Un nouveau procès avec sa maison de disque, GWR, va encore tenir Lemmy et sa bande éloignés des studios durant quatre longues années. Le groupe continuait à ravager les différentes scènes qui lui étaient proposées, sur lesquelles il testait ses nouvelles compositions, afin de ne pas offrir des concerts trop prévisibles aux fans qui continuaient à les suivre. Aussi, quand tout fut réglé pénalement, MOTÖRHEAD a pu enregistrer à nouveau. Et plutôt que de se la jouer frontal comme il a pu le faire pour "Orgasmatron", il choisit de se placer dans une certaine continuité de son précédent méfait, un Rock'N'Roll qui portait bien son nom, classique mais pas forcément très aventureux.
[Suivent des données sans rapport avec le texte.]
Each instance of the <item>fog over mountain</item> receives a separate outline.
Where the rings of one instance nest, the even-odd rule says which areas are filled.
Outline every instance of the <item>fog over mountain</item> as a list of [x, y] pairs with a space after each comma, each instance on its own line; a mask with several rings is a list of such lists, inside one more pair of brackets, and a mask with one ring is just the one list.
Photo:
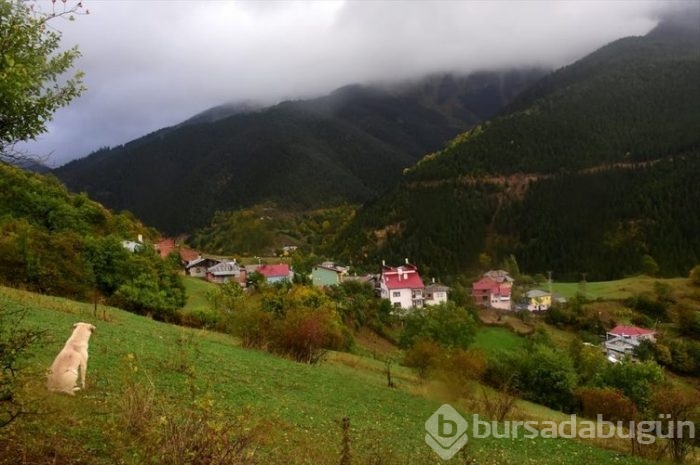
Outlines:
[[[45, 8], [50, 2], [40, 1]], [[643, 35], [685, 2], [88, 1], [57, 20], [87, 92], [25, 146], [61, 165], [226, 102], [272, 104], [349, 83], [559, 67]]]

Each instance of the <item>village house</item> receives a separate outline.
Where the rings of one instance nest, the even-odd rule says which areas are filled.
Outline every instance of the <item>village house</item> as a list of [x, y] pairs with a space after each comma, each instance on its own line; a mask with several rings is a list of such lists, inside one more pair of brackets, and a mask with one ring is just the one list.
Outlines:
[[175, 242], [175, 239], [164, 238], [153, 244], [156, 252], [161, 258], [167, 258], [172, 252], [177, 252], [180, 255], [180, 262], [183, 265], [188, 264], [192, 260], [199, 258], [199, 253], [196, 250], [185, 247], [182, 244]]
[[348, 269], [333, 262], [323, 262], [311, 270], [311, 282], [318, 287], [336, 286], [347, 277]]
[[135, 253], [143, 247], [143, 236], [139, 234], [138, 239], [135, 241], [122, 241], [122, 247], [131, 253]]
[[525, 304], [531, 312], [543, 312], [552, 306], [552, 295], [549, 292], [533, 289], [525, 293]]
[[510, 310], [513, 281], [507, 271], [487, 271], [472, 284], [474, 303], [481, 307]]
[[618, 362], [631, 356], [642, 341], [656, 342], [656, 331], [637, 326], [615, 326], [606, 335], [605, 354], [611, 362]]
[[212, 283], [227, 283], [235, 281], [241, 286], [246, 285], [246, 270], [236, 260], [224, 260], [207, 269], [207, 281]]
[[279, 263], [276, 265], [257, 265], [254, 270], [260, 273], [270, 284], [280, 283], [282, 281], [292, 281], [294, 277], [294, 272], [291, 267], [286, 263]]
[[206, 278], [207, 270], [218, 265], [220, 262], [220, 260], [215, 260], [213, 258], [197, 257], [187, 262], [187, 265], [185, 265], [185, 274], [196, 278]]
[[432, 283], [425, 286], [425, 290], [423, 291], [423, 296], [424, 296], [423, 303], [425, 305], [443, 304], [443, 303], [447, 302], [447, 294], [449, 292], [450, 292], [449, 287], [442, 285], [440, 283], [436, 283], [435, 280], [433, 280]]
[[343, 278], [343, 282], [355, 281], [361, 284], [367, 284], [373, 288], [377, 287], [377, 282], [379, 277], [376, 274], [363, 274], [363, 275], [347, 275]]
[[382, 262], [379, 277], [379, 292], [383, 299], [388, 299], [395, 308], [409, 310], [423, 306], [423, 279], [418, 268], [408, 263], [399, 267], [386, 266]]

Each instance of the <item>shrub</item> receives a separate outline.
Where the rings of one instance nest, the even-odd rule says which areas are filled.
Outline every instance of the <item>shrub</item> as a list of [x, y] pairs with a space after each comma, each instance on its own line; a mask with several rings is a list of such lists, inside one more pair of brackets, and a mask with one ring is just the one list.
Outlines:
[[486, 416], [496, 421], [503, 421], [515, 408], [518, 396], [508, 385], [489, 392], [481, 388], [481, 403]]
[[690, 282], [695, 286], [700, 286], [700, 265], [695, 265], [695, 267], [690, 270]]
[[26, 413], [25, 406], [15, 398], [20, 361], [43, 332], [23, 327], [25, 312], [0, 305], [0, 428]]
[[625, 395], [612, 388], [580, 388], [576, 391], [581, 412], [588, 418], [602, 415], [607, 421], [630, 421], [638, 416], [637, 406]]
[[[657, 388], [651, 399], [651, 407], [657, 418], [664, 415], [664, 421], [659, 422], [661, 430], [657, 434], [669, 436], [667, 430], [670, 422], [689, 422], [697, 428], [700, 422], [700, 399], [695, 392], [667, 385]], [[679, 423], [675, 423], [676, 426]], [[687, 429], [685, 430], [687, 432]], [[675, 463], [683, 463], [686, 456], [693, 451], [693, 441], [690, 437], [678, 429], [675, 434], [670, 434], [666, 441], [664, 451]]]
[[630, 297], [625, 301], [625, 305], [654, 320], [665, 321], [668, 319], [666, 304], [664, 302], [654, 300], [645, 294]]
[[468, 397], [474, 381], [480, 380], [488, 362], [486, 355], [478, 349], [443, 350], [440, 360], [440, 378], [455, 397]]
[[228, 331], [241, 338], [243, 347], [262, 349], [272, 333], [274, 316], [253, 306], [241, 306], [226, 318]]
[[[573, 405], [578, 376], [566, 352], [536, 344], [506, 356], [500, 371], [528, 400], [564, 411]], [[510, 384], [508, 377], [500, 385]]]
[[601, 380], [604, 385], [621, 391], [640, 411], [645, 411], [652, 390], [663, 380], [663, 371], [652, 361], [620, 362], [608, 365]]
[[466, 349], [476, 335], [474, 315], [452, 302], [414, 311], [406, 318], [399, 345], [411, 347], [418, 339], [431, 339], [445, 348]]
[[328, 349], [347, 346], [341, 326], [329, 307], [290, 309], [284, 319], [275, 322], [273, 349], [298, 362], [315, 364]]
[[418, 339], [411, 348], [406, 351], [404, 365], [415, 368], [418, 376], [425, 379], [428, 371], [440, 363], [442, 349], [437, 342], [431, 339]]

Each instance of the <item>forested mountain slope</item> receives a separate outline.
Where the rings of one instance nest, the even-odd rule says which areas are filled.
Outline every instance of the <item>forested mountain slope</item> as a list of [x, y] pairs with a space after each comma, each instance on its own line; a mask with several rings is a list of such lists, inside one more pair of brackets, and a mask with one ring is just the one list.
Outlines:
[[[122, 241], [141, 236], [128, 251]], [[168, 318], [184, 305], [179, 263], [152, 247], [158, 232], [114, 214], [54, 176], [0, 163], [0, 285], [109, 302]]]
[[286, 208], [363, 202], [542, 73], [442, 75], [392, 88], [348, 86], [258, 111], [217, 107], [56, 175], [171, 233], [206, 225], [216, 211], [265, 201]]
[[687, 273], [700, 260], [699, 37], [694, 22], [666, 22], [552, 73], [422, 159], [336, 252], [443, 275], [482, 253], [569, 279], [654, 262]]

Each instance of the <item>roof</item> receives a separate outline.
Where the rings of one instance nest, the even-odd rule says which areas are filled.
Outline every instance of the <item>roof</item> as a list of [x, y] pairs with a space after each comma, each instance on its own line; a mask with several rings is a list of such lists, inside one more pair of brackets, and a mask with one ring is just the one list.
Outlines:
[[216, 265], [207, 269], [207, 273], [211, 273], [214, 276], [237, 275], [240, 272], [241, 272], [241, 267], [238, 266], [238, 263], [236, 263], [236, 260], [217, 263]]
[[656, 331], [652, 329], [640, 328], [638, 326], [617, 325], [608, 331], [608, 333], [614, 334], [615, 336], [645, 336], [648, 334], [656, 334]]
[[187, 247], [180, 247], [180, 258], [182, 258], [183, 261], [191, 262], [199, 258], [199, 252]]
[[324, 270], [330, 270], [336, 273], [347, 273], [349, 269], [347, 266], [340, 266], [333, 262], [323, 262], [319, 265], [316, 265], [315, 268], [323, 268]]
[[531, 291], [527, 291], [525, 293], [525, 296], [531, 299], [536, 299], [538, 297], [546, 297], [549, 295], [549, 292], [545, 291], [540, 291], [539, 289], [533, 289]]
[[288, 278], [290, 268], [286, 263], [279, 263], [277, 265], [260, 265], [255, 271], [266, 278]]
[[175, 250], [175, 241], [173, 239], [163, 239], [153, 244], [162, 258], [170, 255], [170, 252]]
[[439, 283], [432, 283], [425, 286], [426, 292], [448, 292], [449, 290], [449, 287]]
[[423, 279], [414, 265], [403, 265], [398, 268], [385, 266], [382, 269], [382, 280], [387, 289], [423, 289]]
[[196, 250], [189, 249], [187, 247], [178, 246], [175, 243], [175, 239], [165, 238], [154, 244], [154, 247], [161, 258], [166, 258], [173, 251], [177, 250], [180, 254], [180, 258], [185, 262], [191, 262], [199, 257], [199, 253]]
[[490, 291], [493, 287], [497, 287], [498, 283], [491, 278], [481, 278], [474, 284], [472, 284], [472, 289], [475, 291]]
[[504, 281], [512, 283], [514, 281], [513, 278], [511, 278], [508, 272], [505, 270], [489, 270], [486, 273], [484, 273], [484, 277], [491, 278], [497, 283], [502, 283]]
[[376, 281], [377, 276], [373, 274], [366, 274], [362, 276], [357, 276], [357, 275], [348, 275], [345, 277], [345, 281], [358, 281], [361, 283], [371, 283], [372, 281]]
[[472, 284], [472, 290], [488, 291], [489, 294], [506, 296], [511, 293], [511, 285], [510, 282], [498, 283], [489, 277], [485, 277]]

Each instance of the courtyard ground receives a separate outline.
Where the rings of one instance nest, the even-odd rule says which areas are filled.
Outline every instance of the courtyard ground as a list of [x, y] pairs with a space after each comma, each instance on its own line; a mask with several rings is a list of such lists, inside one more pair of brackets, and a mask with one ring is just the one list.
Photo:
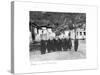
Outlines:
[[79, 40], [79, 47], [77, 52], [74, 51], [73, 47], [69, 51], [56, 51], [42, 55], [40, 53], [40, 50], [30, 51], [31, 62], [48, 60], [73, 60], [84, 58], [86, 58], [86, 40]]

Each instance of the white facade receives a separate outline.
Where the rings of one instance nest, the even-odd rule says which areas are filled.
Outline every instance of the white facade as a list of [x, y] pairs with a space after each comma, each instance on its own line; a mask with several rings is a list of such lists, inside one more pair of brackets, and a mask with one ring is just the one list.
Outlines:
[[86, 31], [84, 29], [78, 29], [77, 32], [78, 39], [85, 39], [86, 38]]
[[36, 41], [40, 41], [41, 39], [48, 40], [49, 38], [54, 38], [56, 34], [52, 32], [51, 28], [42, 28], [38, 30], [38, 33], [35, 36]]
[[70, 31], [71, 32], [71, 38], [75, 38], [75, 33], [76, 33], [76, 38], [77, 39], [85, 39], [86, 38], [86, 31], [84, 29], [78, 28], [75, 32], [75, 30]]
[[[69, 38], [69, 34], [72, 39], [75, 39], [75, 30], [66, 30], [64, 33], [59, 35], [59, 38]], [[40, 41], [41, 39], [48, 40], [50, 38], [55, 38], [56, 34], [52, 32], [51, 28], [45, 28], [42, 29], [36, 29], [35, 28], [35, 41]], [[85, 39], [86, 38], [86, 32], [84, 29], [76, 29], [76, 38], [77, 39]]]

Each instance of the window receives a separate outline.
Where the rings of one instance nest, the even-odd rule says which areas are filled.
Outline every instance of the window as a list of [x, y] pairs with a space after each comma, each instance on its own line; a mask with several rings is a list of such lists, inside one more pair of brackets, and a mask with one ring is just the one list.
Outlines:
[[80, 35], [82, 35], [82, 32], [80, 32]]
[[84, 32], [84, 35], [86, 35], [86, 32]]

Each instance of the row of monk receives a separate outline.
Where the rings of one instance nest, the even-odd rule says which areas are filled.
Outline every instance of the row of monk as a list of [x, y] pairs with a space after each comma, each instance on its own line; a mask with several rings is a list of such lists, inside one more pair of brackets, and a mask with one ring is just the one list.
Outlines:
[[[55, 52], [55, 51], [67, 51], [72, 49], [72, 40], [71, 38], [53, 38], [49, 40], [41, 40], [41, 54], [46, 52]], [[78, 49], [78, 39], [74, 40], [74, 49]]]

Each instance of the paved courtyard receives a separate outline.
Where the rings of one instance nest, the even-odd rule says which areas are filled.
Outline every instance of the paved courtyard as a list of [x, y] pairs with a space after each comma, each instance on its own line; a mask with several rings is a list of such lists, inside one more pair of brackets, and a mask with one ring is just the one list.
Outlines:
[[[72, 41], [73, 44], [73, 41]], [[40, 50], [30, 52], [30, 60], [32, 61], [47, 61], [47, 60], [75, 60], [86, 58], [86, 40], [79, 41], [78, 51], [75, 52], [72, 47], [71, 51], [56, 51], [41, 55]]]

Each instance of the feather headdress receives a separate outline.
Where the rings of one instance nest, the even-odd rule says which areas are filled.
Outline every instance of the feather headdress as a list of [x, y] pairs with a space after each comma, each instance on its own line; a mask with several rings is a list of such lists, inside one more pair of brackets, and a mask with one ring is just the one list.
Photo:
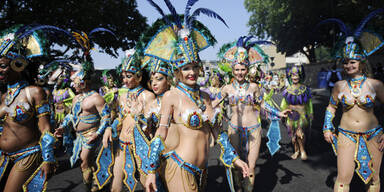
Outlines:
[[221, 59], [231, 62], [232, 65], [254, 65], [268, 63], [269, 57], [258, 46], [272, 44], [269, 41], [250, 41], [254, 36], [241, 36], [236, 42], [224, 44], [218, 53]]
[[364, 30], [366, 24], [381, 13], [384, 13], [382, 8], [372, 11], [360, 22], [355, 30], [351, 30], [342, 20], [337, 18], [321, 21], [317, 24], [316, 29], [323, 24], [336, 23], [343, 34], [343, 41], [337, 44], [341, 48], [338, 48], [336, 58], [365, 60], [367, 56], [372, 55], [384, 45], [383, 38], [380, 35]]
[[212, 35], [207, 36], [204, 34], [204, 31], [196, 22], [197, 16], [204, 14], [222, 21], [226, 26], [227, 24], [220, 15], [207, 8], [198, 8], [191, 14], [190, 10], [197, 1], [187, 1], [184, 16], [182, 17], [177, 14], [175, 7], [169, 0], [164, 0], [171, 12], [171, 17], [168, 17], [153, 0], [148, 0], [160, 13], [166, 24], [145, 47], [144, 54], [146, 56], [171, 63], [175, 69], [188, 63], [200, 62], [198, 52], [213, 45], [215, 40], [212, 39]]

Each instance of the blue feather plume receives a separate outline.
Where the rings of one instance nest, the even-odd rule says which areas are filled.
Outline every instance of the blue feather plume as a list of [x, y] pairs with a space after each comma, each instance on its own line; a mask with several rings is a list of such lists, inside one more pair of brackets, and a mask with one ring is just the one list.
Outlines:
[[187, 5], [185, 6], [185, 12], [184, 12], [184, 22], [189, 27], [191, 24], [189, 23], [189, 12], [192, 8], [192, 6], [198, 2], [199, 0], [188, 0]]
[[103, 28], [103, 27], [98, 27], [98, 28], [92, 29], [92, 31], [89, 32], [89, 36], [92, 36], [93, 33], [97, 33], [97, 32], [107, 32], [107, 33], [113, 35], [114, 37], [116, 37], [115, 33], [113, 33], [111, 30]]
[[272, 45], [273, 43], [270, 42], [270, 41], [265, 41], [265, 40], [260, 40], [260, 41], [253, 41], [251, 43], [249, 43], [246, 48], [249, 49], [250, 47], [254, 46], [254, 45]]
[[160, 8], [160, 6], [158, 4], [156, 4], [153, 0], [147, 0], [149, 2], [149, 4], [151, 4], [156, 10], [157, 12], [160, 13], [160, 15], [164, 18], [165, 22], [170, 25], [171, 22], [169, 22], [168, 18], [165, 16], [164, 14], [164, 11]]
[[176, 22], [177, 27], [179, 29], [181, 29], [182, 25], [181, 25], [180, 17], [179, 17], [179, 14], [177, 14], [175, 7], [172, 5], [172, 3], [169, 0], [164, 0], [164, 2], [167, 5], [167, 7], [168, 7], [169, 11], [171, 12], [171, 14], [173, 15], [173, 17], [175, 18], [175, 22]]
[[345, 25], [345, 23], [343, 21], [341, 21], [340, 19], [336, 19], [336, 18], [330, 18], [330, 19], [325, 19], [323, 21], [321, 21], [320, 23], [318, 23], [315, 27], [315, 29], [317, 29], [320, 25], [323, 25], [323, 24], [327, 24], [327, 23], [337, 23], [340, 30], [347, 36], [350, 36], [352, 35], [351, 31], [348, 29], [348, 27]]
[[236, 46], [243, 47], [243, 45], [244, 45], [244, 38], [245, 38], [245, 36], [239, 37], [239, 39], [237, 40]]
[[190, 16], [191, 17], [190, 22], [192, 23], [195, 20], [195, 18], [200, 15], [200, 13], [202, 13], [204, 15], [207, 15], [208, 17], [213, 17], [215, 19], [218, 19], [221, 22], [223, 22], [225, 26], [228, 27], [227, 23], [224, 21], [224, 19], [219, 14], [217, 14], [216, 12], [214, 12], [214, 11], [212, 11], [210, 9], [207, 9], [207, 8], [198, 8], [198, 9], [196, 9], [193, 12], [193, 14]]
[[244, 40], [244, 45], [246, 45], [247, 44], [247, 42], [249, 41], [249, 40], [251, 40], [252, 38], [254, 38], [255, 36], [253, 36], [253, 35], [249, 35], [245, 40]]
[[32, 27], [31, 29], [28, 29], [27, 31], [25, 31], [22, 34], [20, 34], [19, 36], [17, 36], [17, 38], [23, 39], [24, 37], [27, 37], [27, 36], [31, 35], [33, 32], [38, 31], [38, 30], [48, 30], [48, 31], [52, 31], [52, 32], [60, 32], [60, 33], [67, 35], [68, 37], [72, 38], [72, 35], [68, 31], [61, 29], [59, 27], [52, 26], [52, 25], [38, 25], [36, 27]]
[[383, 13], [384, 12], [384, 9], [383, 8], [380, 8], [380, 9], [376, 9], [375, 11], [372, 11], [371, 13], [369, 13], [359, 24], [359, 26], [357, 27], [357, 29], [355, 30], [353, 36], [354, 37], [360, 37], [360, 34], [361, 32], [363, 31], [365, 25], [369, 22], [369, 20], [371, 20], [373, 17], [375, 17], [376, 15], [380, 14], [380, 13]]

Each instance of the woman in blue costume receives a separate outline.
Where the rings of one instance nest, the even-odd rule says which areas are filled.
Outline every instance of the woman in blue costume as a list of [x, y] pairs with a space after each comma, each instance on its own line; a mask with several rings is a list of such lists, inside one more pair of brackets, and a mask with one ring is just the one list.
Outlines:
[[[123, 183], [129, 191], [134, 191], [137, 184], [135, 172], [138, 171], [134, 156], [136, 150], [134, 130], [140, 115], [149, 110], [147, 105], [155, 96], [141, 85], [143, 78], [141, 56], [135, 49], [125, 51], [121, 76], [125, 88], [119, 90], [117, 98], [119, 114], [113, 121], [111, 129], [106, 130], [103, 145], [107, 147], [108, 142], [112, 142], [112, 137], [119, 138], [120, 149], [114, 162], [111, 191], [121, 191]], [[144, 126], [140, 127], [140, 131], [145, 131], [141, 128], [145, 128]], [[144, 184], [146, 174], [141, 171], [139, 173], [140, 182]]]
[[[44, 191], [55, 163], [48, 98], [43, 88], [29, 85], [38, 68], [31, 62], [44, 55], [43, 39], [36, 29], [13, 28], [3, 31], [0, 38], [0, 81], [7, 84], [0, 106], [0, 178], [7, 179], [1, 189], [5, 192]], [[39, 29], [59, 30], [53, 26]], [[6, 169], [10, 170], [7, 176]]]
[[[360, 179], [367, 185], [367, 191], [380, 191], [380, 166], [383, 157], [384, 135], [374, 115], [375, 100], [384, 102], [384, 85], [376, 79], [367, 77], [367, 56], [383, 45], [363, 44], [366, 37], [375, 38], [374, 34], [362, 32], [369, 19], [384, 12], [383, 9], [369, 14], [358, 28], [351, 32], [343, 22], [328, 19], [322, 23], [337, 22], [345, 33], [345, 41], [338, 52], [346, 75], [346, 80], [338, 81], [332, 90], [329, 105], [325, 112], [324, 138], [331, 143], [337, 154], [337, 179], [335, 192], [349, 191], [349, 184], [355, 170]], [[364, 45], [364, 46], [363, 46]], [[332, 120], [339, 104], [342, 106], [342, 117], [338, 128]], [[336, 135], [336, 130], [338, 134]]]
[[[252, 36], [240, 37], [236, 42], [223, 45], [219, 56], [232, 63], [234, 80], [224, 86], [213, 106], [227, 99], [231, 108], [228, 135], [240, 158], [248, 163], [249, 177], [241, 185], [240, 173], [234, 170], [236, 190], [253, 191], [254, 171], [259, 156], [261, 142], [260, 107], [274, 116], [283, 116], [282, 112], [273, 108], [261, 97], [259, 86], [250, 83], [245, 78], [250, 65], [267, 63], [268, 56], [256, 42], [251, 42]], [[285, 112], [284, 112], [285, 113]]]
[[[221, 160], [226, 166], [241, 168], [244, 176], [248, 174], [248, 167], [236, 155], [228, 135], [224, 132], [219, 134], [209, 95], [197, 86], [201, 69], [198, 52], [212, 45], [214, 39], [208, 29], [195, 21], [195, 16], [207, 12], [197, 9], [190, 15], [189, 11], [196, 1], [188, 1], [182, 22], [173, 5], [165, 2], [171, 17], [164, 17], [158, 5], [150, 1], [163, 15], [166, 24], [152, 38], [144, 54], [172, 63], [177, 82], [176, 87], [167, 91], [162, 99], [159, 128], [150, 146], [147, 164], [150, 174], [145, 188], [146, 191], [159, 189], [156, 175], [160, 175], [168, 191], [204, 191], [211, 134], [221, 145]], [[209, 12], [209, 15], [222, 20], [213, 11]], [[179, 143], [174, 150], [164, 154], [163, 141], [168, 137], [171, 123], [179, 132]]]
[[283, 100], [280, 109], [291, 109], [286, 125], [288, 134], [292, 138], [295, 152], [291, 156], [296, 159], [299, 155], [302, 160], [307, 160], [307, 153], [304, 149], [304, 129], [310, 125], [313, 119], [313, 106], [311, 90], [302, 84], [305, 79], [304, 66], [292, 66], [287, 68], [289, 86], [283, 90]]

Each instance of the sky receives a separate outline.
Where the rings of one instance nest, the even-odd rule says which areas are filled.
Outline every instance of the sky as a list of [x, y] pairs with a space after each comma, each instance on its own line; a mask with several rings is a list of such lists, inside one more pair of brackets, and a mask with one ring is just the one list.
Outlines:
[[[170, 13], [163, 0], [153, 1], [163, 9], [165, 14]], [[179, 14], [184, 13], [186, 0], [170, 1]], [[149, 25], [160, 18], [160, 14], [147, 0], [136, 0], [136, 2], [138, 5], [137, 9], [144, 17], [147, 17], [147, 23]], [[247, 26], [247, 23], [251, 14], [245, 9], [243, 0], [200, 0], [192, 7], [191, 13], [196, 8], [200, 7], [215, 11], [229, 26], [229, 28], [227, 28], [221, 21], [202, 14], [197, 17], [197, 20], [208, 27], [217, 40], [217, 44], [214, 47], [209, 47], [200, 52], [200, 58], [202, 60], [216, 60], [216, 54], [223, 44], [248, 34], [249, 27]], [[119, 58], [114, 58], [108, 54], [99, 53], [97, 51], [92, 52], [92, 57], [97, 69], [115, 68], [122, 60], [123, 51], [119, 51]]]

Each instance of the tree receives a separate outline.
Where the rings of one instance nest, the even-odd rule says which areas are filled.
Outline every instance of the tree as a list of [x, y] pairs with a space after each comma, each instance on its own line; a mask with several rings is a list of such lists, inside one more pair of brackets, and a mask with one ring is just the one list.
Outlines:
[[15, 24], [46, 24], [89, 33], [104, 27], [113, 31], [116, 39], [102, 35], [94, 42], [115, 56], [117, 49], [133, 47], [148, 27], [135, 0], [3, 0], [0, 5], [0, 30]]
[[[252, 34], [270, 37], [287, 55], [300, 51], [311, 62], [316, 61], [315, 49], [320, 44], [333, 47], [340, 36], [336, 25], [315, 29], [320, 21], [338, 18], [354, 28], [368, 13], [384, 6], [380, 0], [245, 0], [244, 4], [252, 13], [248, 22]], [[378, 26], [383, 21], [372, 20], [369, 25], [381, 31]]]

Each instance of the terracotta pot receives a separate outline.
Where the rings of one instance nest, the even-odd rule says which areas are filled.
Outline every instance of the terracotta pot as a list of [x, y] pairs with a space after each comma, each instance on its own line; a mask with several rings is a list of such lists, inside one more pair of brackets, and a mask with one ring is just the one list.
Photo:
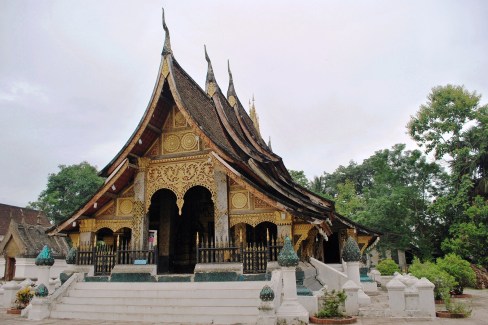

La pochette nous présente cette fois-ci le Snaggletooth au centre, entouré de drapeaux de différents belligérants de la Première Guerre Mondiale. Certes, bien que j'adore le travail de Joe Petagno, oublier le drapeau français pour un album qui s'appelle "1916" et dont la chanson-titre parle de la bataille de la Somme, c'est un peu con quand même. À sa décharge, il n'a dessiné que la mascotte, les drapeaux ne sont pas de lui. Je ne sais pas trop comment Lemmy a pu laisser passer cela, mais bon, c'est fait, peut-être qu'un jour, genre pour les cinquante ans de l'album, ils sortiront une version super Deluxe avec une jaquette remaniée, mais peu importe. Et contrairement à ce que laisse penser le nom de l'album et son illustration, "1916" n'est absolument pas un concept album.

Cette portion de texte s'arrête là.